A su juicio, uno de los principales factores que podrían impulsar la economía uruguaya es una eventual reducción de la conflictividad internacional. "En la medida que vuelva el comercio internacional, Uruguay va a ocupar uno de esos espacios como proveedor confiable de alimentos", afirmó.

El economista consideró que el país está bien posicionado para aprovechar esa oportunidad por su perfil exportador de carne y lácteos y por los acuerdos comerciales que impulsa, entre ellos la incorporación al Acuerdo Transpacífico y el tratado entre Mercosur y la Unión Europea.

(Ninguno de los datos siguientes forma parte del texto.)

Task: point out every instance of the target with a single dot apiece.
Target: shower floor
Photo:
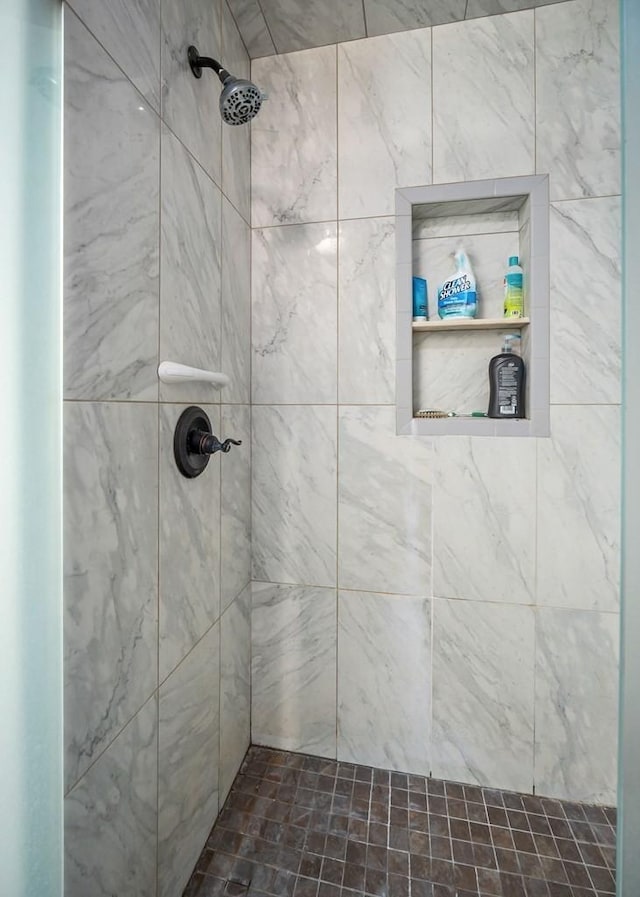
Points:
(301, 826)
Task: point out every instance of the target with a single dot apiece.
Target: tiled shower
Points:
(441, 607)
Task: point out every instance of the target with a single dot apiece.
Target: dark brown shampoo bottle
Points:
(506, 383)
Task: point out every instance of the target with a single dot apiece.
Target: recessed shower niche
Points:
(443, 364)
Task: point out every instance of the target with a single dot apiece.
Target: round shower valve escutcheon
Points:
(194, 442)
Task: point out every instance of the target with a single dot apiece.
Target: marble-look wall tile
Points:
(235, 349)
(384, 120)
(366, 300)
(483, 692)
(299, 26)
(295, 314)
(110, 817)
(293, 140)
(578, 98)
(253, 28)
(484, 520)
(235, 503)
(579, 509)
(384, 681)
(112, 149)
(483, 98)
(189, 546)
(294, 494)
(110, 567)
(384, 504)
(190, 105)
(235, 688)
(188, 755)
(130, 33)
(387, 16)
(576, 705)
(236, 140)
(585, 301)
(190, 270)
(293, 668)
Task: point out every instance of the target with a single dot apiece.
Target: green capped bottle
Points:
(513, 292)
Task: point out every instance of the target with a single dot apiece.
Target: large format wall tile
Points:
(384, 681)
(384, 498)
(579, 509)
(130, 32)
(190, 270)
(578, 98)
(110, 817)
(298, 26)
(483, 98)
(576, 705)
(235, 503)
(112, 148)
(190, 105)
(294, 314)
(189, 546)
(235, 351)
(236, 139)
(235, 688)
(484, 519)
(293, 157)
(366, 329)
(188, 752)
(294, 494)
(253, 27)
(293, 668)
(387, 16)
(384, 120)
(483, 669)
(111, 559)
(585, 301)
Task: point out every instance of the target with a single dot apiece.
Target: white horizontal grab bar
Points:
(172, 372)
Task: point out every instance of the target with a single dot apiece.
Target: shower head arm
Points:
(197, 63)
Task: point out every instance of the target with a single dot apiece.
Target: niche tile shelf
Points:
(444, 364)
(470, 324)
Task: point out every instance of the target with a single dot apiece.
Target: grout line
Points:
(535, 97)
(425, 596)
(433, 130)
(364, 19)
(337, 537)
(267, 26)
(159, 468)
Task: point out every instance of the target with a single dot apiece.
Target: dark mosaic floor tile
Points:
(305, 887)
(332, 871)
(300, 826)
(212, 887)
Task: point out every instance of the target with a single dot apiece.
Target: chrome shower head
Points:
(240, 100)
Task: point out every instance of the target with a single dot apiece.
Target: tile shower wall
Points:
(476, 581)
(157, 597)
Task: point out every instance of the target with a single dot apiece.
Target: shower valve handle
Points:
(203, 443)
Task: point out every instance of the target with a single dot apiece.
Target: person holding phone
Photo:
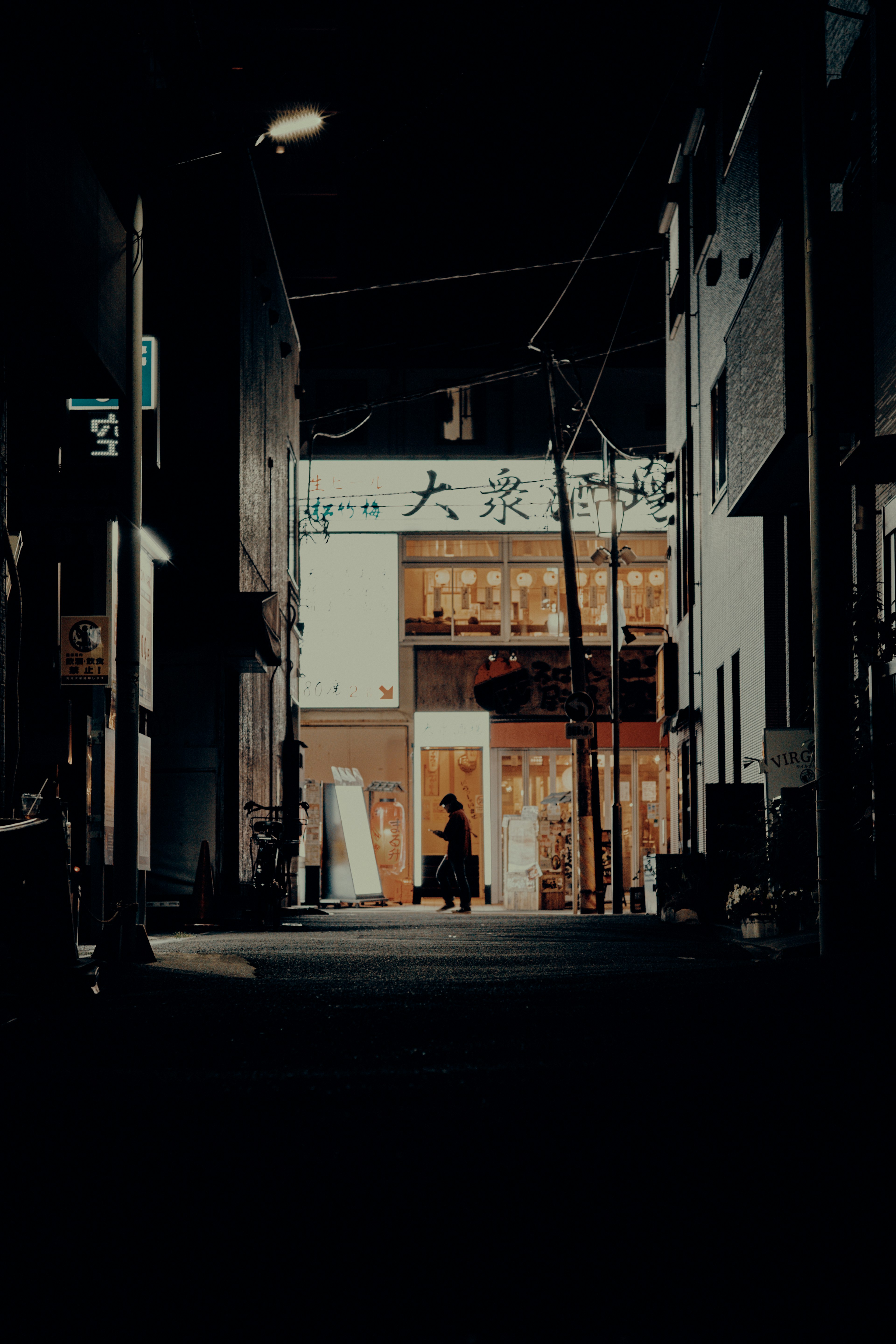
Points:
(452, 872)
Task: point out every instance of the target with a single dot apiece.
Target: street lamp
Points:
(296, 124)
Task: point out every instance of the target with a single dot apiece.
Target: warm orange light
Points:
(298, 124)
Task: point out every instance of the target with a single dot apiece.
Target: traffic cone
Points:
(203, 888)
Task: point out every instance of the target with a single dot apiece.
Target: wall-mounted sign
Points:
(350, 611)
(150, 385)
(447, 495)
(144, 799)
(147, 580)
(789, 760)
(85, 656)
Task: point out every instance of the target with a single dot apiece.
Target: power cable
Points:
(564, 292)
(472, 275)
(500, 376)
(585, 415)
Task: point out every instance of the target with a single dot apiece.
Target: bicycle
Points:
(271, 866)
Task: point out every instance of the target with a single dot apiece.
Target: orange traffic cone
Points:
(203, 888)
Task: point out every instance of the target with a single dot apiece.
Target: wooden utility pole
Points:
(832, 654)
(616, 834)
(582, 751)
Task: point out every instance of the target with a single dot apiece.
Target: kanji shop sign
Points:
(84, 651)
(444, 496)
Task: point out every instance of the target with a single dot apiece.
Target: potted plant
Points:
(754, 911)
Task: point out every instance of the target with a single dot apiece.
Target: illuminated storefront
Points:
(442, 570)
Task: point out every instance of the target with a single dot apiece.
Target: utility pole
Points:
(831, 647)
(128, 944)
(616, 835)
(582, 751)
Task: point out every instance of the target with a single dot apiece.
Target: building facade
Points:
(421, 579)
(741, 580)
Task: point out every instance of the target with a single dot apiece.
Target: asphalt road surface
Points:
(467, 1128)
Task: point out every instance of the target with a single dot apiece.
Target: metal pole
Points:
(588, 898)
(128, 634)
(831, 648)
(616, 835)
(688, 505)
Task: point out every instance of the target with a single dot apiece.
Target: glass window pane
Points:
(428, 601)
(512, 785)
(565, 772)
(649, 803)
(455, 548)
(625, 799)
(538, 600)
(547, 546)
(593, 600)
(477, 601)
(539, 777)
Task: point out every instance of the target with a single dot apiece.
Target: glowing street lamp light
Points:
(296, 124)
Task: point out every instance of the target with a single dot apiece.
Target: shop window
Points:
(453, 548)
(456, 599)
(449, 603)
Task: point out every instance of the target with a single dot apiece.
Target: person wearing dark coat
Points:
(452, 872)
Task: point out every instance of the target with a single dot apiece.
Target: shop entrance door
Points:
(526, 777)
(643, 793)
(456, 771)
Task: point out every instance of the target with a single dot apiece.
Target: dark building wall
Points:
(221, 503)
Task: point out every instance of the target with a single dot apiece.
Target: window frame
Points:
(506, 561)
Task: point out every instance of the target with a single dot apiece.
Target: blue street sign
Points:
(151, 385)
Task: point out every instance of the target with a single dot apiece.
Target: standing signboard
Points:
(144, 800)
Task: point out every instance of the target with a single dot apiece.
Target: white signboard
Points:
(447, 495)
(350, 609)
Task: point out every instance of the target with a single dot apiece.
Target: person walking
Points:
(452, 870)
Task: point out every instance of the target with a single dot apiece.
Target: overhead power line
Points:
(472, 275)
(500, 376)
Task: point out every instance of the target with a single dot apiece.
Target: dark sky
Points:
(465, 138)
(459, 138)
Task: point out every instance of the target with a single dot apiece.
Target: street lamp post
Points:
(582, 751)
(131, 941)
(616, 835)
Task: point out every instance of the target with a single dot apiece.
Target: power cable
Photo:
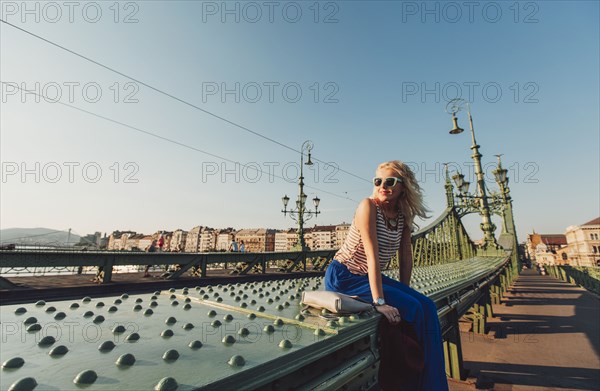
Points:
(171, 96)
(171, 141)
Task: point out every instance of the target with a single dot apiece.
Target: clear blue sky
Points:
(374, 81)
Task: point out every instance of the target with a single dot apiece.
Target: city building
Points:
(583, 244)
(341, 232)
(224, 238)
(544, 243)
(178, 240)
(286, 240)
(257, 240)
(118, 239)
(321, 237)
(144, 242)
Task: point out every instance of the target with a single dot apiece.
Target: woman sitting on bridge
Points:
(381, 226)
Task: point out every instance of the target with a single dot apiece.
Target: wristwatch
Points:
(379, 301)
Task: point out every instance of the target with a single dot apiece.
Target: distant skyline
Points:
(365, 81)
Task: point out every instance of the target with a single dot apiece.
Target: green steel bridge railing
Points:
(462, 280)
(587, 277)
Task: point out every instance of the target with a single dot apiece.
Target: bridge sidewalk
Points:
(547, 337)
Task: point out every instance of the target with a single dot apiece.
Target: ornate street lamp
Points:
(300, 213)
(473, 202)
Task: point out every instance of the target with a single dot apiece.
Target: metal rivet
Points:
(30, 320)
(171, 320)
(132, 337)
(166, 384)
(195, 344)
(15, 362)
(171, 355)
(269, 329)
(237, 361)
(126, 359)
(106, 346)
(60, 350)
(60, 316)
(24, 384)
(85, 377)
(285, 344)
(34, 327)
(119, 329)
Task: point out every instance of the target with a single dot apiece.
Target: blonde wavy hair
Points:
(410, 203)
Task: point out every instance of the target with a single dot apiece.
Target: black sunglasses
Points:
(387, 182)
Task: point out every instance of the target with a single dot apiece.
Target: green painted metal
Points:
(586, 277)
(14, 262)
(199, 337)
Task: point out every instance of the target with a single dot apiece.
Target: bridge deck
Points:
(547, 337)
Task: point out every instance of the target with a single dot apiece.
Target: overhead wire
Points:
(160, 91)
(168, 139)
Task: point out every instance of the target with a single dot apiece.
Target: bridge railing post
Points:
(453, 348)
(107, 269)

Además, destacó el proyecto de ley de competitividad anunciado por el gobierno, que prevé desregulaciones, simplificación de trámites e incentivos a la inversión para mejorar la productividad.

Entre las fortalezas del país, también resaltó la estabilidad política e institucional. Señaló que Uruguay ha mantenido reglas de juego previsibles pese a la alternancia entre gobiernos de distintos signos políticos, un aspecto que, a su juicio, constituye una ventaja frente a otros mercados de la región y refuerza su posición como proveedor confiable.

Sin embargo, advirtió que el principal desafío de la economía uruguaya continúa siendo el bajo nivel de inversión.

Según explicó, mientras el consumo y las exportaciones muestran una evolución favorable, la inversión permanece rezagada, lo que limita la capacidad de expansión de la economía en el largo plazo. Agregó que la inversión es el componente que permite ampliar la capacidad productiva y sostener tasas de crecimiento más elevadas en el tiempo. Sin ese impulso, advirtió, cualquier período de expansión termina encontrando un límite. "El gran faltante en mi opinión de Uruguay es el tema de la inversión", sostuvo.

Dessy señaló que esa debilidad no responde únicamente a factores internos. Explicó que la incertidumbre internacional lleva a muchas empresas a postergar decisiones de inversión mientras persistan dudas sobre la evolución de los conflictos geopolíticos, el comercio mundial y los mercados energéticos, un escenario que hoy afecta a numerosos países.

Aun así, valoró que el gobierno tenga un diagnóstico claro sobre ese problema. Sostuvo que "lo tiene muy bien diagnosticado" y mencionó entre las medidas orientadas a revertirlo las iniciativas para mejorar la competitividad, avanzar en acuerdos comerciales internacionales y generar incentivos para nuevas inversiones.

En materia macroeconómica, sostuvo que Uruguay mantiene indicadores estables. Citi Research proyecta una inflación promedio de 4,5% hacia fin de año, en línea con la meta del Banco Central, y prevé que la tasa de política monetaria permanezca en 5,75%, al considerar que se encuentra en un nivel de equilibrio entre la evolución de los precios y la actividad económica.

El economista también se refirió al proceso de diálogo social sobre el sistema previsional. Señaló que existen inquietudes entre algunos inversores por las propuestas en discusión, aunque remarcó que se trata de un proceso institucional y que las eventuales modificaciones deberán transformarse en proyectos del Poder Ejecutivo y ser discutidas en el Parlamento.

Además, destacó las iniciativas planteadas por el gobierno para aumentar la competencia entre las AFAP mediante una reducción de comisiones y una mayor flexibilidad para invertir una proporción más alta de los fondos previsionales en activos del exterior.